От такого сообщения я подвинул насущные мысли про Зою и еще толканул Рувима в шкловскую сторону:
– Это я хорошо понимаю… Он же про плохое забыл… Да, Рувим? Про плохое? Скажи!..
– У тебя, Лазарь, понимание – твойское. И я его знаю. Знаю, а все равно скажу. Вижу тебя до костей и дальше, а скажу. Ты ж меня сию минуту купил. А я купился.
Я не обиделся на Рувима. Во-первых, я привык, что меня не понимают. А в-следующих, раскрыть интерес – за это ж и напраслина может быть в радость.
Я нагнулся к столу, вроде в порыве укора.
А Рувим говорит и пальцем каждое слово отбивает, аж вода в чашке прыгает:
– Перчик по своим гешефтам оставил родненького сыночка Марика залогом у одного киевского. Ага, в залог оставил, вроде вещь. А потом на вещь наплевал или что там уже случилось… Вот тебе и хлопчик… Дора думала, что как-то сойдется. А не все в жизни сходится. Это ты понял, Лазарь?
– Понял, Рувим.
– Ну, поговорили… Я пошел…
Рувим встал и начал поправлять на себе пальто. Он его на плечи накинул, когда садился.
Я решил, что самое время проявить себя.
– Рувим, я ж тебя купил?
От такого заявления Рувим застрял рукой в рукаве – ни туда, ни сюда. Видно, попал в дырявую подкладку. Я мимовольно поставил минус Нинке.
А сказал такое:
– Ты, Рувим, не стыдись. Между родными ж стыда нету. Да?
Рувим уселся, а запутанную руку не выпростал. Пальто другой половиной сложилось на пол. Я хотел помочь, а не помог. Потому что не всегда ж надо помогать.
– Да, Лазарь. Нету.
– И у меня щас стыда к тебе не будет, Рувим.
– Давай уже, Лазарь!
– Рувим, у меня произошло такое, что мне нужен порошок или что там полагается, чтоб баба скинула младенца.
Рувим засмеялся, как смеялся раньше, давно, когда я начинал рассказывать про свои придумки и представления.
– От паршивец! Ты ж не для Розки спрашиваешь! Ясное дело! Она б тебя, дурня, не послала. Нашкодил?
– Нашкодил.
Я признался, потому что такое у меня правило. Для человека важно уяснить, с какого секрета правильно будет сделать тайну, а какой пустить в жизнь. Правильная тайна человеку всегда отслужит. Это подтверждается всем опытом мира.
Чтоб не рассказывать лишнее – Рувим мне крепко обещал подходящее средство.
На прощание мы, как говорится, руки не жали. Я б пожал, конечно. А нет, так и пускай.
А дальше насущные события заслонили собой все.

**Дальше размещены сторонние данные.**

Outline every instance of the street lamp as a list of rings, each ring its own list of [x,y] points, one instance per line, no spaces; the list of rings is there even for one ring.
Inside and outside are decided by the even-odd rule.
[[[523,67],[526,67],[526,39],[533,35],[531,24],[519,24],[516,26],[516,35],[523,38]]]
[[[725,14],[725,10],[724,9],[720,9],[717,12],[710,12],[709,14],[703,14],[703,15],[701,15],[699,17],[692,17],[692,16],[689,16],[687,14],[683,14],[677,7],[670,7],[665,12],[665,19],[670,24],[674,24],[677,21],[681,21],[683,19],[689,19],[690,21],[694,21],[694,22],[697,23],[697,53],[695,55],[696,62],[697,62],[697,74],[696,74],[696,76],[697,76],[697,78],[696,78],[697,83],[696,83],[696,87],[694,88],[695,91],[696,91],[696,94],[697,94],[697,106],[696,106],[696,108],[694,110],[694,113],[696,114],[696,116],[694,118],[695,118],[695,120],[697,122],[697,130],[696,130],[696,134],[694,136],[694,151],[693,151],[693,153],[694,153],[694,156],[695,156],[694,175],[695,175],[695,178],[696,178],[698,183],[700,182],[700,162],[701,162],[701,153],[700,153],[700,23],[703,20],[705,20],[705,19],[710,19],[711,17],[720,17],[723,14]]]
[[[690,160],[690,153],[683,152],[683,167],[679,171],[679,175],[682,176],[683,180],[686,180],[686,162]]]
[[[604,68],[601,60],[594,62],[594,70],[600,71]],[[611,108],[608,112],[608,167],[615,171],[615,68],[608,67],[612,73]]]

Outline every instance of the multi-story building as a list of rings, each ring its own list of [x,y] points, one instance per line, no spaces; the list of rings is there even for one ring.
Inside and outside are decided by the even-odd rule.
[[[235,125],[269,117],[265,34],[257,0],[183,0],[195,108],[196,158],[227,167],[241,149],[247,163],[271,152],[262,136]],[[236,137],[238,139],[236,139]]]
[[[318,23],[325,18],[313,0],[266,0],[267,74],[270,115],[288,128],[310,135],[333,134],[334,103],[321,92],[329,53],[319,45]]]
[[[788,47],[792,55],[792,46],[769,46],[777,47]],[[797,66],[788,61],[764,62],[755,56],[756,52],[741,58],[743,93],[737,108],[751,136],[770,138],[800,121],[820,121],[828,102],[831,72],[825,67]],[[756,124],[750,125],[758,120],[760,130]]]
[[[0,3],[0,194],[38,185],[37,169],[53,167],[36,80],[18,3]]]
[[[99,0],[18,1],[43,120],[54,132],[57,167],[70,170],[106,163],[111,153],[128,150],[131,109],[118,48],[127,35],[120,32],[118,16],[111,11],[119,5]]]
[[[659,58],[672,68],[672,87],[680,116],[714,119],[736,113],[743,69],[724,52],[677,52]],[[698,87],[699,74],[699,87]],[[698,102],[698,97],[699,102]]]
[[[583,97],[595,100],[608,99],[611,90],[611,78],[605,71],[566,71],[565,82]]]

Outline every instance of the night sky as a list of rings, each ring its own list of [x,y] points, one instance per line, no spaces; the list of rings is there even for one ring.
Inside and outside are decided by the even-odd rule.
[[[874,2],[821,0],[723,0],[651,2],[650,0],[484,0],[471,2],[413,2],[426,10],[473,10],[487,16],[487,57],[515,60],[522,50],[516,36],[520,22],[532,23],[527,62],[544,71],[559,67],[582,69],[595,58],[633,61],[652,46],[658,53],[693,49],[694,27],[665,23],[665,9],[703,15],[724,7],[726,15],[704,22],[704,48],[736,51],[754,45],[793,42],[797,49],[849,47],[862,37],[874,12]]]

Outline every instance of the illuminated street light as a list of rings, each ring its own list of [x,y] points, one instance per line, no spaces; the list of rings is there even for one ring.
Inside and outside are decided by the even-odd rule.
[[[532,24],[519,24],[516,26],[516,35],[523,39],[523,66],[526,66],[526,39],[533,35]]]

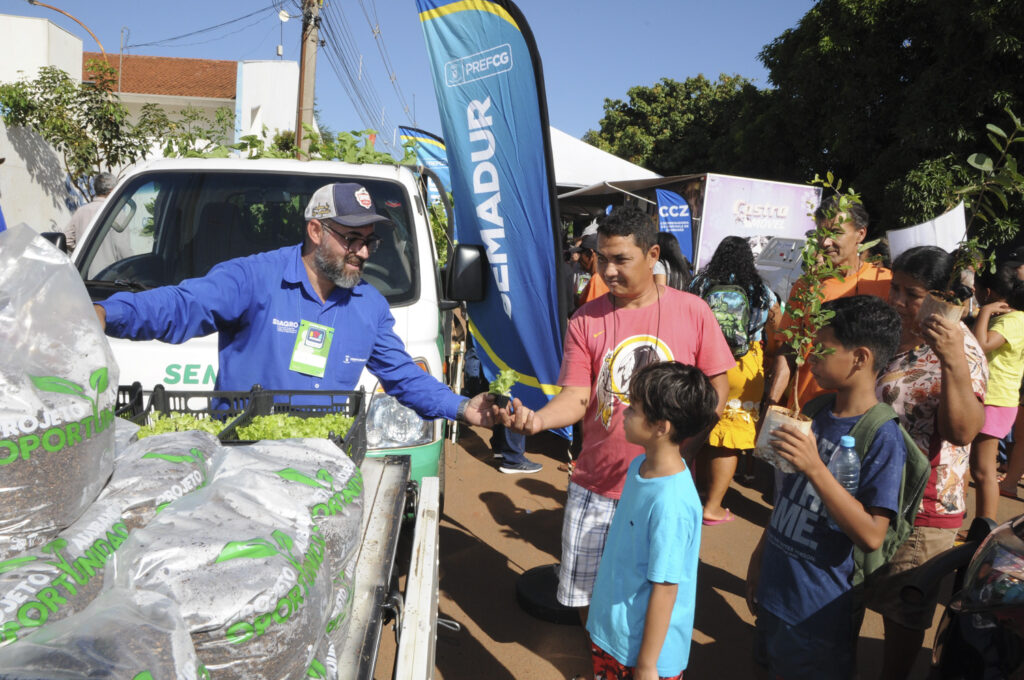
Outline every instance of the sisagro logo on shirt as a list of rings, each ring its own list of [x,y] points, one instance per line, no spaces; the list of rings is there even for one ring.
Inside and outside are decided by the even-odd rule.
[[[282,321],[281,319],[274,319],[273,323],[277,327],[278,333],[290,333],[291,335],[295,335],[299,332],[298,321]]]

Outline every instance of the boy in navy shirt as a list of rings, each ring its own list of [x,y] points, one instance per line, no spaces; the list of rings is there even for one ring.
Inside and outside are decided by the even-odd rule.
[[[644,447],[629,466],[594,584],[587,630],[596,680],[680,678],[690,655],[701,503],[681,455],[711,427],[718,393],[678,362],[635,373],[626,440]]]
[[[882,545],[895,516],[906,446],[896,421],[879,428],[861,461],[856,497],[826,467],[839,439],[877,403],[875,380],[899,345],[900,319],[881,299],[826,303],[835,316],[817,335],[811,373],[834,390],[812,434],[784,426],[772,446],[796,467],[785,476],[771,522],[751,558],[747,603],[758,651],[775,677],[850,678],[863,607],[853,590],[853,548]],[[840,527],[829,527],[832,517]]]

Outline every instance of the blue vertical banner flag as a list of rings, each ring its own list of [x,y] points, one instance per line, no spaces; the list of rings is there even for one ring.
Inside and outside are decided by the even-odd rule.
[[[484,374],[532,409],[557,391],[565,277],[540,57],[507,0],[416,0],[455,197],[456,238],[491,270],[469,326]],[[567,431],[560,434],[568,436]]]
[[[432,135],[425,130],[413,127],[398,126],[398,134],[403,144],[412,144],[412,150],[416,154],[416,161],[433,170],[443,187],[438,187],[433,182],[427,183],[427,200],[431,205],[441,202],[439,191],[451,193],[452,180],[448,172],[448,152],[444,146],[444,140],[437,135]]]
[[[683,255],[693,262],[690,204],[674,191],[656,189],[655,192],[658,195],[658,229],[675,236]]]
[[[0,231],[7,230],[7,222],[4,221],[4,209],[0,208]]]

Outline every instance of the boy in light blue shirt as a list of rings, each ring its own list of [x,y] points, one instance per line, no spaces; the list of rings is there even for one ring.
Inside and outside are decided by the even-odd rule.
[[[629,466],[594,585],[587,631],[595,680],[681,678],[690,656],[701,503],[681,455],[710,428],[718,394],[699,369],[651,364],[630,381]]]

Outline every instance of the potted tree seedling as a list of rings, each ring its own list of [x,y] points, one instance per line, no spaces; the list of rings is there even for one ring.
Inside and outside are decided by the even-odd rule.
[[[827,173],[824,179],[815,175],[813,183],[832,190],[837,200],[834,207],[826,211],[824,219],[815,222],[814,231],[807,236],[800,253],[803,274],[793,287],[791,304],[786,310],[793,324],[780,331],[784,337],[783,345],[792,353],[796,363],[796,369],[789,379],[790,407],[768,407],[754,448],[755,456],[783,472],[794,472],[795,468],[772,448],[771,433],[782,425],[792,425],[803,432],[810,432],[811,420],[800,413],[796,390],[797,376],[811,356],[827,351],[816,342],[818,329],[827,325],[834,315],[834,312],[822,309],[825,301],[825,281],[830,278],[842,280],[844,273],[832,262],[822,244],[825,239],[835,235],[836,219],[849,219],[850,206],[860,202],[860,197],[852,189],[845,193],[841,191],[842,180],[836,180],[831,172]],[[824,198],[822,202],[824,203]],[[862,251],[866,250],[874,243],[877,241],[861,244],[860,248]]]
[[[505,408],[512,398],[512,386],[519,382],[519,374],[511,368],[503,368],[498,377],[490,382],[488,394],[494,395],[494,403],[499,408]]]
[[[957,278],[961,272],[979,272],[986,267],[995,267],[994,255],[985,254],[985,241],[993,238],[996,242],[1003,240],[998,238],[1000,231],[1006,231],[1006,225],[1000,224],[1005,221],[1005,218],[1000,217],[1000,212],[1010,208],[1008,195],[1020,193],[1024,189],[1024,175],[1018,172],[1017,159],[1010,153],[1014,143],[1024,142],[1024,124],[1009,107],[1005,110],[1013,124],[1009,133],[992,123],[985,126],[988,139],[996,150],[995,158],[985,153],[968,156],[967,164],[977,171],[977,179],[953,191],[954,200],[964,202],[965,207],[971,211],[971,218],[967,222],[964,239],[954,253],[953,272],[946,290],[929,291],[918,311],[918,321],[927,319],[931,314],[959,321],[967,312],[966,303],[971,297],[971,291],[967,286],[955,285]],[[981,229],[975,230],[973,227],[982,227],[983,223],[997,229],[986,230],[984,235],[976,233]]]
[[[964,238],[953,252],[953,270],[945,290],[930,290],[917,310],[918,323],[932,314],[957,322],[967,314],[967,303],[973,292],[968,286],[957,285],[962,272],[978,272],[991,264],[992,255],[985,255],[984,246],[977,238]]]

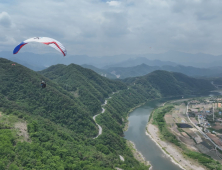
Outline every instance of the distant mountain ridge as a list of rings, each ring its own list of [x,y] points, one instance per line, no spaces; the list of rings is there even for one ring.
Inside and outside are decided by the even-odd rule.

21 января 1924 года не стало Владимира Ильича Ленина. Он ушел, хоть такому вождю подобало б жить вечно. Причем Владимир Ильич оставил нас на произвол классовой борьбы, которая, между прочим, не утихала и при нэпе. Имелись и другие нерешенные еще вопросы.
Мы с товарищами узнали страшную новость на следующий день часа в четыре. Конечно, после митинга в цеху, уже в разгар темноты, я кинулся к Розке. Бежал к ней на квартиру, хоть она такое не приветствовала без приглашения. Но мне сильно хотелось узнать от нее новости вплоть до сообщений из столицы. И вообще. Розка ж по роду своей деятельности была причастна к многому.
Я позвонил в звонок. Скоро отозвались шаги Розки.
Она не спросила, кто, открыла – заплаканная, зашморканная. И гадать не надо – сильно переживает.
С порога, не раздевшись, обнял ее за родные плечи.
– Розалия Семеновна, надо держаться! Нам же еще предстоит…
Я стремился обнадежить подругу в трудную минуту.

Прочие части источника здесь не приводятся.